Ted Koppel was born to Jewish German parents, Alive and Edwin on 8th February in 1940. His father owned a tire making company in Germany when Hitler started gaining power in Germany, the British Home Secretary welcomed Koppel’s parents to relocate the company to England. Though the safety of the family was assured by the secretary, once the war began, his father was named an enemy of the British Empire and was imprisoned.

His mother struggled to raise the infant and did menial jobs and sold few of her belongings to keep the family afloat. Once his father was released and war had seized, the family got money from their assets that were previously confiscated, they then moved to the United States of America, when Koppel was just thirteen years old. In America, his mother worked as a pianist and singer, and his father once again started his tire business. Koppel became an American citizen in 1963.

Koppel attended a private preparatory school, The McBurney School located in New York. He studied at the Syracuse University and graduated with a degree in Science at the age of twenty. He earned his master’s of arts in mass communication from the prestigious Stanford University.

In 1963, Ted married Grace Anne Dorney, whom he met while at Stanford. The couple was blessed with four children, three daughters named Andrea, Tara and Deirdre and a son named Andrew. He has co-written the book ‘In the National Interest’. Koppel speaks four languages, French, German, English and German.

Career

Ted Koppel was hired by the ABC Radio News in 1963, he became the youngest correspondent ever who worked on Flair Reports. He came into the limelight when along with Charles Osgood, he covered the assassination of Kennedy the same year.

During 1964, he covered his first presidential nominating convention. Ted’s works include covering the Vietnam War and the Civil rights movement in Alabama. After returning from Hong Kong, reporting the Vietnam War in 1968, he reported the Richard Nixon campaign. He has held the position of Hong Kong bureau chief and correspondent of U.S. State Department.

Koppel was honoured with the Alfred I. DuPont by the Columbia University for his exceptional work on the series ‘Second to None?’, that focused on bringing to the public the possible danger on a nuclear war, he brought in his own research and unfolded the complex information into a simple one for better understanding.

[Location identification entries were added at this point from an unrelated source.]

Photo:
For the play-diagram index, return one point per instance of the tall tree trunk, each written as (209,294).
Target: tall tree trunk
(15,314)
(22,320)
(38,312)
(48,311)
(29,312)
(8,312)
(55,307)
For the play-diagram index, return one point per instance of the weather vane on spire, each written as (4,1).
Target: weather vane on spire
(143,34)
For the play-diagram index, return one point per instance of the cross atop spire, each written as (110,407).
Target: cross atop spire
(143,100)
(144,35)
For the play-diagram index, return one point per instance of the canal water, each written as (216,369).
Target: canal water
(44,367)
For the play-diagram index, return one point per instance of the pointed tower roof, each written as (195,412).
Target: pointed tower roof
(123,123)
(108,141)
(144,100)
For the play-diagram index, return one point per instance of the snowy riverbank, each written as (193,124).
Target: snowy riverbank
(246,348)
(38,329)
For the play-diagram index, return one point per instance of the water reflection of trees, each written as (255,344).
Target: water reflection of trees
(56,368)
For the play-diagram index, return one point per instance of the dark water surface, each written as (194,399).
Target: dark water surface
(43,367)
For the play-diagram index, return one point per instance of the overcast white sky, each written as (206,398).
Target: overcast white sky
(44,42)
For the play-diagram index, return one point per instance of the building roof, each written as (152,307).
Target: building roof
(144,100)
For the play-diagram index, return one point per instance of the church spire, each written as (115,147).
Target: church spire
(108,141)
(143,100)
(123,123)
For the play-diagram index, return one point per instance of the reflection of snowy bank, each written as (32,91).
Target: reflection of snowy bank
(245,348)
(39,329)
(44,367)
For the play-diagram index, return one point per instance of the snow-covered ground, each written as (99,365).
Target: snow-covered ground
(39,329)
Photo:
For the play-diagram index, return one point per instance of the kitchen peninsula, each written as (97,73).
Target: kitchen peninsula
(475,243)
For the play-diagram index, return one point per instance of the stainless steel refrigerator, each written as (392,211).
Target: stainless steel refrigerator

Ted Koppel spent 25 years hosting ‘Nightline’, his last episode as an anchor televised acclaimed portions of episodes he did Morrie Schwartz. He is a recipient of three George Foster Peabody Awards, two Sigma Delta Chi Awards and two George Polk Awards among many other awards. Koppel has earned an outstanding number of 25 Emmy Awards, with a Life Time Achievement Award in 2007. He awarded an honorary doctorate from Duke University in 1987.